Rogério Gabriel é um entre muitos empresários que, no Brasil, optam pela mesma via. O modelo do franchising está na moda. Nos últimos três anos, surgiram quase 1 000 novas redes no país. O sector é gigantesco, fazendo do Brasil o quinto maior mercado do mundo em receitas e o segundo em número de empresas.

Os números, de facto, impressionam. É como se, a cada dia útil, pelo menos um empreendedor decidisse franchisar a sua marca. As perspectivas são animadoras: a economia brasileira continua a crescer, existindo no país uma classe média em grande crescimento. Para além disso, o Brasil tem uma população de cerca de 200 milhões de pessoas, distribuídas por 27 capitais e 5635 cidades. E, por fim, a cereja no topo do bolo: o país vai organizar o campeonato do Mundo de Futebol, em 2014, e os Jogos Olímpicos, em 2016.

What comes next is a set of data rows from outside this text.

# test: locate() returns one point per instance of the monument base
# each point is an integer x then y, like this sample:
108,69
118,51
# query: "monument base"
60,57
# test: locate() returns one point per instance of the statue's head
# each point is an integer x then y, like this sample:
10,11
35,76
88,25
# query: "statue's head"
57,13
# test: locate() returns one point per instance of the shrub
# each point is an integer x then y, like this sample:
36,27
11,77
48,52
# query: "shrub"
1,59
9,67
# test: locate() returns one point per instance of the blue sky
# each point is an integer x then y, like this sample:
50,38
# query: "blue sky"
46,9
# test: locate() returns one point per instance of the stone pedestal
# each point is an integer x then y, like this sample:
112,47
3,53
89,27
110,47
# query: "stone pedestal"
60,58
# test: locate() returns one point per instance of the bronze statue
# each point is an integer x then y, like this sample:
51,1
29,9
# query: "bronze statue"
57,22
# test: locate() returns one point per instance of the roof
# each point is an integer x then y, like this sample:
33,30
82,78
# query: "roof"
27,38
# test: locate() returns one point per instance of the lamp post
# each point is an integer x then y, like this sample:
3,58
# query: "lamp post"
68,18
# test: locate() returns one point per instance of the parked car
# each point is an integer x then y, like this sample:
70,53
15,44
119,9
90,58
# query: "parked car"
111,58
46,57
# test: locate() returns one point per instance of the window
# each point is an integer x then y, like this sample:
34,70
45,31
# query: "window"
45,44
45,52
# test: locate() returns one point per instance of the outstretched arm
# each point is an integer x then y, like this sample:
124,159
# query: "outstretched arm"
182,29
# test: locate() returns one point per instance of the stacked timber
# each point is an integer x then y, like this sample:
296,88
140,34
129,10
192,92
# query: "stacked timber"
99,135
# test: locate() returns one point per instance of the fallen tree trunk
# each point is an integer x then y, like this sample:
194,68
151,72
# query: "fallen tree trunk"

Trata-se de um mercado com grande potencial para as marcas portuguesas, até por motivos de afinidade cultural e linguística. É imperioso, contudo, que os franchisadores lusos façam o trabalho de casa. Precisam de estudar o mercado e os concorrentes, as especificidades brasileiras e descobrir os melhores modelos para entrar nesse vastíssimo país.